Zu den schweren Normverstößen (Terai) zählen insbesondere

1. Tötung oder versuchte Tötung eines Menschen, ob unverschuldet oder verschuldet,

2. Körperverletzung oder versuchte Körperverletzung, d.h. ‚jede dauerhafte und nicht dauerhafte Einschränkung eines Individuums in seiner körperlichen Funktionsfähigkeit' und

3. Ehrverletzung oder versuchte Ehrverletzung, d.h. ‚der durch Aktionen oder verbale Äußerungen dokumentierte Zweifel an der moralischen und ethischen Integrität des Individuums oder Gemeinwesens'.

Kommt es zu einem Normbruch, so wird dieser vom betroffenen Individuum festgestellt, und die weitere Sanktionierung der Tat liegt in seiner Hand.
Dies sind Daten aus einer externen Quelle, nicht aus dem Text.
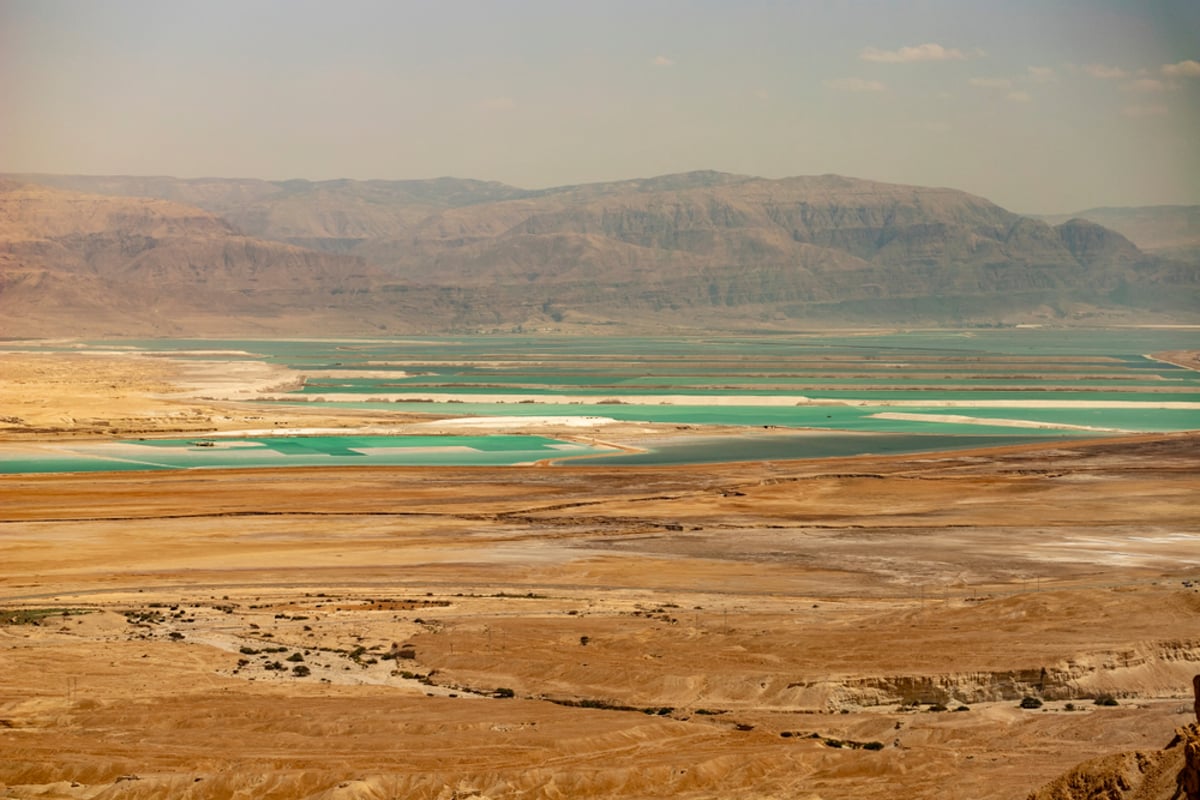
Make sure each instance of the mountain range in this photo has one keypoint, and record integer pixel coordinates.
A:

Die Öffentlichkeit schreitet nicht in den Konflikt ein. Befriedungsversuche scheitern meist. Um ihre Ehre wiederherzustellen und sich nicht der Feigheit verdächtig zu machen, bevorzugen meist beide Parteien die Konfliktlösung durch Badal. Das Badal stellt eine legitime Reaktion dar, wenn es in seinem Ausmaß der Tat gleichgestellt ist. Das erreichte Badal bedeutet jedoch nicht immer das Ende des Konflikts. Eine Reaktion der Gegenpartei bricht zwar erneut mit der Norm, jedoch ist sie im Sinne des Rechts auf Blutrache legitim und wird auch vom Gemeinwesen anerkannt. Aus diesem Grund ist eine Eskalation der Konflikte nicht selten.

Das Paschtunwali führte zu einer Ordnung und bot die Existenzgarantie für die Paschtunen. Ein Teil dieses Kodex, mit modernen Rechtsnormen verwoben, könnte eine zukünftige afghanische Rechtsnorm bilden, die auch einfacher von der afghanischen Gesellschaft akzeptiert werden würde. Viele Elemente des Paschtunwali, z.B. die Jirgas, wurden vom afghanischen Staat übernommen. Als die Amerikaner nach dem 11.09.2001 auf der Suche nach einer Neustrukturierung Afghanistans waren, war es die Loya Jirga, die der Regierung Karzai ihre Legitimität gab.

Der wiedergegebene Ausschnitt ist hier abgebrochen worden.